St. Patrick's Cathedral is the National Cathedral for the Anglican Church. Originally built in the 12th century, it is the burial site of Jonathan Swift, a former Dean and author of Gulliver's Travels.
Galway City is known as the City of Tribes after 14 merchant families who controlled and managed the city in medieval times and is situated along the River Corrib at the mouth of Galway Bay.
Today, the city is a growing and thriving university city that offers the best theatre in the country. There is also a vibrant nightlife and music can be found everywhere. During the summer, Galway offers many festivals.
Connemara, known for its wild beauty, is located north of Galway City, at the western tip of the county. It is one of the most unspoiled regions of Ireland and a vibrant Gaelic-speaking area.
The Aran Islands, also a Gaelic-speaking area, are located 30 miles off the Irish coast. The islands themselves consist of three islands, Inishmore, Inishmaan, and Inisheer.
Inis Moir, meaning Big Island, is eight miles long and two miles wide, and has a population of 900. The fort of Dun Aengus is built on the edge of a sheer southern cliff with a defense forest of sharp stone spikes.
Inishmaan means Middle Island. It is three miles wide and two miles long, with fields bordered by high dry stonewalls, and marked by vast sheets of limestone rock.

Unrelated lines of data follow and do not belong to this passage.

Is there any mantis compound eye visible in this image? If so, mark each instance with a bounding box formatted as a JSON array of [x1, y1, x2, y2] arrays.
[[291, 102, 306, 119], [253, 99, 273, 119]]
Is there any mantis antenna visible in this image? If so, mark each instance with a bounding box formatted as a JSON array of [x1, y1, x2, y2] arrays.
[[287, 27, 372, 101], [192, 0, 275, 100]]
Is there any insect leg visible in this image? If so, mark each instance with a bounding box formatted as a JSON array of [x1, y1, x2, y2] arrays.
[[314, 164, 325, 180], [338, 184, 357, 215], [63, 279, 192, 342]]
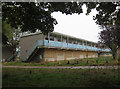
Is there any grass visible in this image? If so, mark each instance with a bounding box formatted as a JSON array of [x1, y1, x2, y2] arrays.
[[2, 57, 118, 66], [2, 68, 120, 89]]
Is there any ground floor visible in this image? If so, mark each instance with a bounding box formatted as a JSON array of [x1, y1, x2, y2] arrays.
[[31, 48, 98, 61]]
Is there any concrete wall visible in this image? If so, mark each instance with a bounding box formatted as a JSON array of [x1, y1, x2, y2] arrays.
[[2, 46, 13, 60], [20, 34, 44, 61], [44, 48, 98, 61]]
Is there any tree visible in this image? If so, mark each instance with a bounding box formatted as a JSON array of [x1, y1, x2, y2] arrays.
[[2, 2, 82, 33], [85, 2, 120, 60], [99, 26, 120, 59]]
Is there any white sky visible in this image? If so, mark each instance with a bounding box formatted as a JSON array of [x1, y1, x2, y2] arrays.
[[52, 6, 100, 42]]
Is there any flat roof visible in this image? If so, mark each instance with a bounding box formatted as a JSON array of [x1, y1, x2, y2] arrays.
[[21, 31, 96, 43]]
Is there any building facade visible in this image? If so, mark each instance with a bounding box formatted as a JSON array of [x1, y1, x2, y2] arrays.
[[20, 32, 110, 62]]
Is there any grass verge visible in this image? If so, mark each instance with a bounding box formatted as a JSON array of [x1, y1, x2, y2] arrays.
[[2, 68, 120, 89]]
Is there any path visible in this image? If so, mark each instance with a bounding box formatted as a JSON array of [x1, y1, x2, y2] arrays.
[[2, 65, 120, 69]]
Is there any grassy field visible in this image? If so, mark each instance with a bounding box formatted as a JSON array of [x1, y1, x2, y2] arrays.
[[3, 57, 118, 66], [2, 68, 120, 89]]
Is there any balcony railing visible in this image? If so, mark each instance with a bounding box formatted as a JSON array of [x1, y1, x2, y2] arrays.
[[24, 40, 110, 60], [39, 40, 110, 52]]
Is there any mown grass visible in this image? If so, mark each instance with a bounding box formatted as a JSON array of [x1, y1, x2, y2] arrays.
[[3, 57, 118, 66], [2, 68, 120, 89]]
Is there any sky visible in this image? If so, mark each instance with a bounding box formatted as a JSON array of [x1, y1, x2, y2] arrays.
[[52, 6, 101, 42]]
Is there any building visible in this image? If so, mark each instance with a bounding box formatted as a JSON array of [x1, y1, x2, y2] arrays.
[[20, 32, 110, 62]]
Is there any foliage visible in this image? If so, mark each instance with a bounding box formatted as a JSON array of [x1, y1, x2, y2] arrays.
[[86, 2, 120, 26], [99, 25, 120, 59], [2, 2, 82, 33]]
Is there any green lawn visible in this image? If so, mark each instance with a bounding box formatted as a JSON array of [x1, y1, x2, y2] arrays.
[[3, 57, 118, 66], [2, 68, 120, 89]]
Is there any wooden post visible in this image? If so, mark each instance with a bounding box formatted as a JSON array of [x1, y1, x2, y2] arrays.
[[117, 48, 120, 65], [48, 33, 50, 46], [61, 35, 63, 48], [82, 41, 84, 50]]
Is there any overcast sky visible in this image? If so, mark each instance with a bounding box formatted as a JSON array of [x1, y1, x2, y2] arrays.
[[52, 6, 101, 42]]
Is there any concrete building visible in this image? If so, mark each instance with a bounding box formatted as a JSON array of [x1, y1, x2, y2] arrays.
[[20, 32, 110, 62]]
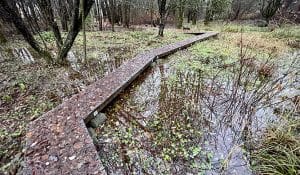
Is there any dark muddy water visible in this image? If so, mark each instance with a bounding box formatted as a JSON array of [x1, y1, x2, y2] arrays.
[[97, 51, 300, 174]]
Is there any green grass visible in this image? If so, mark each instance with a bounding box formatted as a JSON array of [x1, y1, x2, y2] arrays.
[[271, 26, 300, 40], [252, 115, 300, 175]]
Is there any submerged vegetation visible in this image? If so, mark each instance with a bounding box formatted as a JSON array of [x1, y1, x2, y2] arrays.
[[89, 23, 299, 174], [251, 114, 300, 175]]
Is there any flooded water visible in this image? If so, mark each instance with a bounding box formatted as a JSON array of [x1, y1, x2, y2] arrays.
[[97, 51, 300, 175]]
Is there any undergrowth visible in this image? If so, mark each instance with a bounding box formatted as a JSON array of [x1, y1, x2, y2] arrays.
[[251, 115, 300, 175]]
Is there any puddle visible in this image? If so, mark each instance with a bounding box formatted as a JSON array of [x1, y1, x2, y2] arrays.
[[96, 51, 300, 175]]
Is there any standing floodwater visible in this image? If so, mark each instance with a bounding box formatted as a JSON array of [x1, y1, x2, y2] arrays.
[[93, 46, 299, 174]]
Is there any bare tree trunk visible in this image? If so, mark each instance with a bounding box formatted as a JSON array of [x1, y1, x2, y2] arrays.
[[0, 0, 53, 62], [81, 0, 86, 63], [0, 21, 7, 43], [157, 0, 167, 37], [109, 0, 116, 32], [58, 0, 94, 64]]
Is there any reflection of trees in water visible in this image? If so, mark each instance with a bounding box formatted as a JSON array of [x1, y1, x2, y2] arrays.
[[100, 54, 296, 174]]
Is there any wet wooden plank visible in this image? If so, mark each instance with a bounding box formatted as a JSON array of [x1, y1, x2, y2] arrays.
[[24, 32, 218, 175]]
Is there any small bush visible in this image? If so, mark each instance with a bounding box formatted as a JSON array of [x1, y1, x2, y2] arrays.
[[271, 27, 300, 39], [252, 117, 300, 175]]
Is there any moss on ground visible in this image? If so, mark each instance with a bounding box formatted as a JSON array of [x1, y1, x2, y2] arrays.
[[0, 29, 188, 174]]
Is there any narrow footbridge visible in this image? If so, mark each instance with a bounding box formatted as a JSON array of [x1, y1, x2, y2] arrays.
[[24, 32, 218, 175]]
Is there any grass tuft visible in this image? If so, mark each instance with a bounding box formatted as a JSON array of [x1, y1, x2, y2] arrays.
[[252, 116, 300, 175]]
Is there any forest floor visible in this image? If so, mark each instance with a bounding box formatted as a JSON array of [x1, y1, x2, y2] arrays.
[[0, 23, 300, 172]]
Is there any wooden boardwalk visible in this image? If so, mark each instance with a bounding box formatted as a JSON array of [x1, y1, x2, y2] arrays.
[[24, 32, 218, 175]]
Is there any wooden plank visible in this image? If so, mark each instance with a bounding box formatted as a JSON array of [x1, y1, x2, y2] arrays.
[[24, 32, 218, 175]]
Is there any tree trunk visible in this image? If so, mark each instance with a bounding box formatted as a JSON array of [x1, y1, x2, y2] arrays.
[[58, 0, 94, 64], [0, 0, 53, 62], [0, 24, 7, 43], [176, 0, 184, 29], [158, 0, 167, 37]]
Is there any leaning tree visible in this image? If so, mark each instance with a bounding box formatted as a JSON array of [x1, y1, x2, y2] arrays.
[[0, 0, 94, 64]]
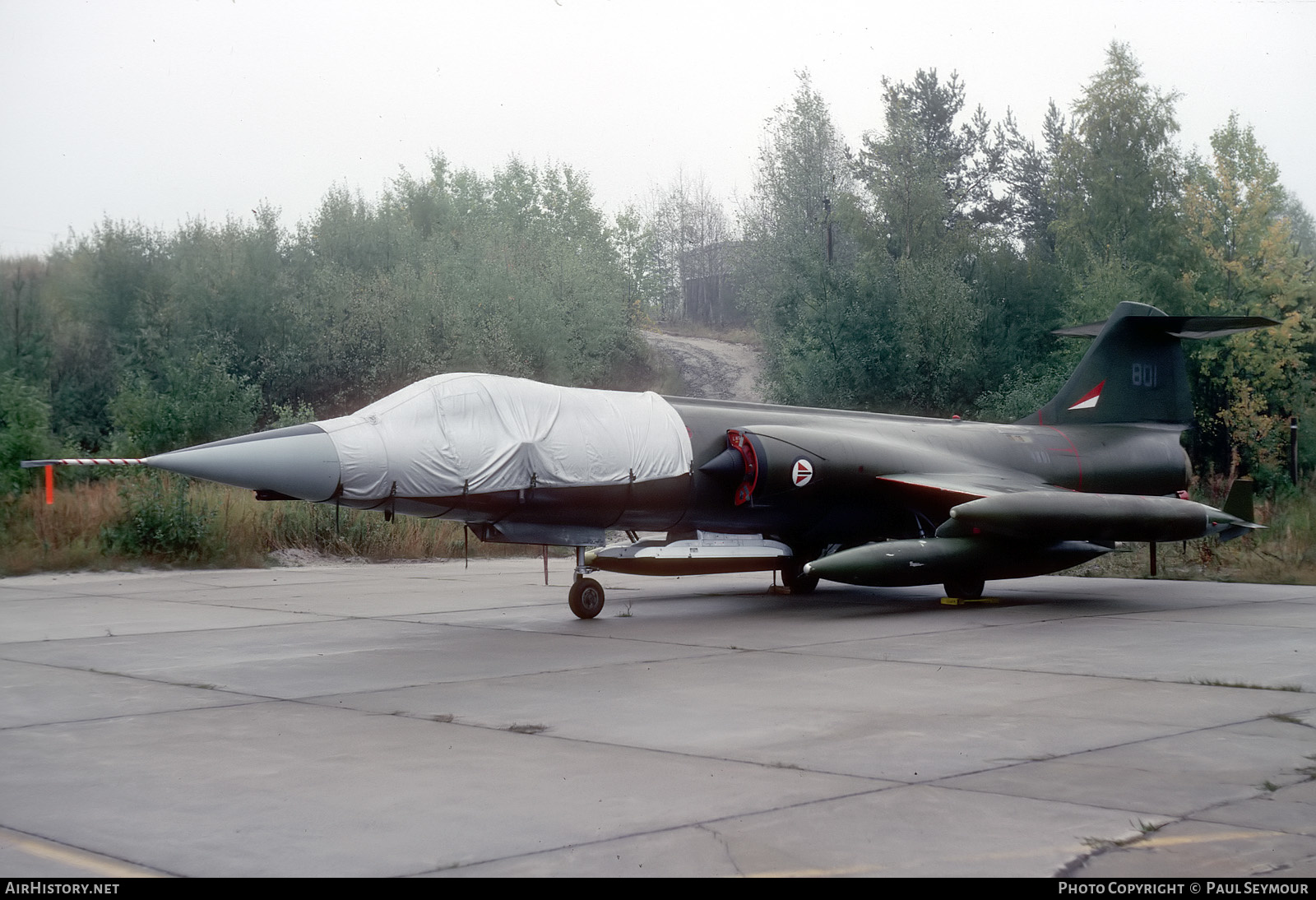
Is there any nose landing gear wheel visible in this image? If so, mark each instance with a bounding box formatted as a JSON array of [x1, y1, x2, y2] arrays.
[[781, 557, 818, 596], [941, 578, 985, 600], [568, 578, 603, 619]]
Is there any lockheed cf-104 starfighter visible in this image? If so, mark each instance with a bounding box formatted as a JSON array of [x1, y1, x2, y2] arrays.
[[25, 303, 1274, 619]]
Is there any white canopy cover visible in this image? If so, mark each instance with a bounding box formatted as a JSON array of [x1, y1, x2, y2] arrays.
[[317, 373, 691, 500]]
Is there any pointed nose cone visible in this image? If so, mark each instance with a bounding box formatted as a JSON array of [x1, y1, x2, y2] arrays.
[[143, 424, 340, 501]]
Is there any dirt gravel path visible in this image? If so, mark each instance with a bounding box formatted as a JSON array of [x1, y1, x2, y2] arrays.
[[645, 332, 763, 402]]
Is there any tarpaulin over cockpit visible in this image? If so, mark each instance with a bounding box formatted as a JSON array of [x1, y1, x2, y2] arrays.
[[318, 373, 691, 500]]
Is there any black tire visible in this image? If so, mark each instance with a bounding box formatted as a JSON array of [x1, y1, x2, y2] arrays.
[[568, 578, 603, 619], [943, 578, 985, 600], [781, 557, 818, 595]]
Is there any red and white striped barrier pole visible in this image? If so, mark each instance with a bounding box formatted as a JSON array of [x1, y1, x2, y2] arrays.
[[18, 457, 142, 507]]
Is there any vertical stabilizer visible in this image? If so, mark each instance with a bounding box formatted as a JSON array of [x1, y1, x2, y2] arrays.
[[1018, 301, 1275, 428]]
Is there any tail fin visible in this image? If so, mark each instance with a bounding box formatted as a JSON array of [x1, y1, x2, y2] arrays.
[[1017, 301, 1277, 426]]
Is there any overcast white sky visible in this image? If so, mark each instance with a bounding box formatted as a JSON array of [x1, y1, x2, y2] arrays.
[[0, 0, 1316, 255]]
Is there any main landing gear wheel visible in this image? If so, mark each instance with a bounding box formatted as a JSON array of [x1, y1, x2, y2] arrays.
[[943, 578, 985, 600], [568, 578, 603, 619], [781, 557, 818, 595]]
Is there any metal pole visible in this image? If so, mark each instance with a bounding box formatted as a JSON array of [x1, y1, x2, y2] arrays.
[[1288, 415, 1298, 487]]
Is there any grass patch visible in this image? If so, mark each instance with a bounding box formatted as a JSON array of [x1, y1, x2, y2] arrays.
[[1189, 678, 1303, 694], [642, 318, 763, 347], [1083, 819, 1165, 850]]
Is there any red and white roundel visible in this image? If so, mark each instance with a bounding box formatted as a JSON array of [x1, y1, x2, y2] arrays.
[[791, 458, 813, 487]]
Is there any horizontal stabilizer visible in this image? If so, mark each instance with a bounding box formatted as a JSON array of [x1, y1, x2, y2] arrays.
[[1051, 316, 1279, 341]]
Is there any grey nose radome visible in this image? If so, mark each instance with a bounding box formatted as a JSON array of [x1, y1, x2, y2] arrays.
[[142, 424, 340, 501]]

The island peaks at 300 feet and a series of giant terraces slope down to Galway Bay and the Atlantic Ocean. The island has a Gaelic speaking population.
Inisheer is known as the Little Island. It is 27 miles from Galway and covers 1,400 acres. It has a population of about 300. This island is an outcrop of the Burren landscape, consisting of bare limestone that is used for the many cottages, stonewalls, roads, and pathways around the island. The Gaelic-speaking island is a haven for birdwatchers and those interested in flora and fauna.